In a September 7 interview in Ceasefire magazine, left-wing US intellectual Noam Chomsky suggested that the US and Israel wanted neither side to win in Syria.

Rather, Chomsky said, they were “enjoying the spectacle” of seeing the country “divided between a region dominated by the Assad regime ― a brutal horrifying regime ― and another section dominated by the various militias, which range from the extremely malicious and violent to the secular and democratic”.

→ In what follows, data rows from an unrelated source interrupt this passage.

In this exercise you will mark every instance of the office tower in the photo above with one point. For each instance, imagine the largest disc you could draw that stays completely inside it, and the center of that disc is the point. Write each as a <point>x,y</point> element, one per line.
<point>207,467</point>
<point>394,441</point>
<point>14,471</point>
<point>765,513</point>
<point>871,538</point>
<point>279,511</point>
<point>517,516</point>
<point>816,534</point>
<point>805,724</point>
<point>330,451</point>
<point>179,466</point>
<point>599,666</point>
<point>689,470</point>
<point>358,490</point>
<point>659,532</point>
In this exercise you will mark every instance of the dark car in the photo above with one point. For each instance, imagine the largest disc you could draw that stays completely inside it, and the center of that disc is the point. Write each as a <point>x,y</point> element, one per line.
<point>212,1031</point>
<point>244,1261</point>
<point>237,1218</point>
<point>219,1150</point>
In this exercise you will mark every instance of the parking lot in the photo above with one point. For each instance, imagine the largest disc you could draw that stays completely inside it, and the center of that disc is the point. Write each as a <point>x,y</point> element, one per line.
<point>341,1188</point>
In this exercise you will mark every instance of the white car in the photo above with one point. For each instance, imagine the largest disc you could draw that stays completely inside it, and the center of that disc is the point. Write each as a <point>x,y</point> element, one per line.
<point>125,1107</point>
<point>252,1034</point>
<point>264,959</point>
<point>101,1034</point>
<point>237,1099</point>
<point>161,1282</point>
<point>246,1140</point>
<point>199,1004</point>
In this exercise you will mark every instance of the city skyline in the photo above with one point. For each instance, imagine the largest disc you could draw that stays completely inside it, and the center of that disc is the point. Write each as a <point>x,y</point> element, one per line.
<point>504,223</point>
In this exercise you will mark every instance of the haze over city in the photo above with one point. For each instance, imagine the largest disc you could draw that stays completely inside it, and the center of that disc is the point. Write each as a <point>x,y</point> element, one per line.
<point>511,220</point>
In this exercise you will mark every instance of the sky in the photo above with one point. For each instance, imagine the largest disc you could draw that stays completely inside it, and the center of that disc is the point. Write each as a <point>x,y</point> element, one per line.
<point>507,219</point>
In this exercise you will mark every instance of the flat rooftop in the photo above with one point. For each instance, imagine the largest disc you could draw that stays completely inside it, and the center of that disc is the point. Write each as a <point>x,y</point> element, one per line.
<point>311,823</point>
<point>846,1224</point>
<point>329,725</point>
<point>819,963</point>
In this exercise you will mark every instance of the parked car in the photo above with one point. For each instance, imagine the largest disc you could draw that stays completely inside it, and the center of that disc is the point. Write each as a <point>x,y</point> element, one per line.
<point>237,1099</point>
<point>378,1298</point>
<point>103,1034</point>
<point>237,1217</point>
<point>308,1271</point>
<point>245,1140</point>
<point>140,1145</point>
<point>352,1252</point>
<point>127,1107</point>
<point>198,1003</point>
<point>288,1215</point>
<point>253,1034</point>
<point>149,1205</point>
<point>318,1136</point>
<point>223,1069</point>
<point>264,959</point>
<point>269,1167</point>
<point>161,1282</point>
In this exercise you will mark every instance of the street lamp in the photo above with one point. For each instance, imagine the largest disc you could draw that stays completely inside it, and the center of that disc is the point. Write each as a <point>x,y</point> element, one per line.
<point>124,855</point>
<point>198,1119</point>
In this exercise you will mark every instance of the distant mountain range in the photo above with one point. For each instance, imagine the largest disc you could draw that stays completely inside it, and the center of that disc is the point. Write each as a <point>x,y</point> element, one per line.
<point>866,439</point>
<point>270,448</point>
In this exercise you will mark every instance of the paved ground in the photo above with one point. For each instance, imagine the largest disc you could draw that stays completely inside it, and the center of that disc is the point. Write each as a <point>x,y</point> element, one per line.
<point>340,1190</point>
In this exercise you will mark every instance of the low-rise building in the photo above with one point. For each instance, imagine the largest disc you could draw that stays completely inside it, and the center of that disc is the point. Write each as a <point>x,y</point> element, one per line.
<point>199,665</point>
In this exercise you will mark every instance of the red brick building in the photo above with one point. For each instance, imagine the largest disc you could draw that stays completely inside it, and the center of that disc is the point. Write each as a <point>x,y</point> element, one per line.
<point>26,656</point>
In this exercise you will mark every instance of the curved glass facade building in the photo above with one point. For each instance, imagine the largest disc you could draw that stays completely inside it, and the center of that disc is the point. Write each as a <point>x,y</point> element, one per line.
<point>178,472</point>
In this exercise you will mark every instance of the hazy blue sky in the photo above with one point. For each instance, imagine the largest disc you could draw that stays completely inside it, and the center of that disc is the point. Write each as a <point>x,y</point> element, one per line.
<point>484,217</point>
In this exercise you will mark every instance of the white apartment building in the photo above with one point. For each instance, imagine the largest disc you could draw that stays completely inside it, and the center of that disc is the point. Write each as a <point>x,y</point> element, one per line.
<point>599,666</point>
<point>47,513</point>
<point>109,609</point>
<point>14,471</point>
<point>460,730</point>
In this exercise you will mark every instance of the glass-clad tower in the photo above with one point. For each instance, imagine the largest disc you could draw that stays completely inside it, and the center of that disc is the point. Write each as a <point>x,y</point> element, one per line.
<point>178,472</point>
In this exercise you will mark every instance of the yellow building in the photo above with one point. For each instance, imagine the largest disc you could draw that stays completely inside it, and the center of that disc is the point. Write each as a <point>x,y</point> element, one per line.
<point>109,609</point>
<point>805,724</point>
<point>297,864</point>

This strategy created more problems for the West than just bad propaganda. Growing political differences have been developing between Turkey, Saudi Arabia and Qatar. This has increased clashes between opposition groups.

On September 20, Reuters reported a shaky ceasefire had been agreed between rival opposition factions in the town of Azaz on the Turkish border.

The divisions within the armed opposition are not simply between Islamist and secular, as the Western media usually reports. The Free Syrian Army is an umbrella of numerous armed groups, some Islamist, some secular, while the more extreme Islamist groups tend to be outside it.

Local organising

However, despite being overshadowed by the increasingly religious military conflict, the mass democratic uprising against Assad continues.

A September 16 article on Tahrir-ICN explained: “The main form of revolutionary organisation in Syria has been at the local level, through the work of local committees and local councils … Today hundreds of local committees/coordinations have been established in neighborhoods and towns throughout the country …

“Whilst organising on the local level, they have built up networks of solidarity and mutual aid across the country. At the city and district levels local councils have been established. There are 128 throughout Syria.”

These are affiliated with “a number of different umbrella groups that have emerged to coordinate and network on the regional and national level. These include the Local Coordination Committees, National Action Committees, the Federation of the Coordination Committees of the Syrian Revolution and the Syrian Revolution General Commission .

“None represent the totality of local committees/councils … For example the Local Coordination Committees comprises 14 local committees.”

Announcing their September 14 agreement, both the US and Russia indicated support for peace talks, proposed for an unspecified date at Geneva, between the Syrian government and opposition, regional and global powers. However, they disagreed on which opposition groups and regional powers should be represented.

Russia’s main interest in Syria is its strategically important naval base at Tarsus.

In an interview in the September 20 Guardian, Syrian deputy prime minister Qadri Jamil supported the proposed talks and observed the conflict was at a stalemate.

Any settlement imposed by Russia, the US and other outside powers is likely to be against Syrian interests and install a regime combining elements from Assad’s state with some of the nastier opposition elements. However, if it reverses the militarisation of the conflict, it may benefit the revolutionary struggle.

Describing the relationship between the mass movement and the armed opposition, an activist with Syrian Revolutionary Youth told Syria Untold on September 19: “True, armed resistance is more prominent, but non-violent activity accompanies it.

“The military option will not fulfill all the demands of the revolution. It will help us reach a certain point, after which we will have to continue the peaceful struggle to meet the rest of our demands.”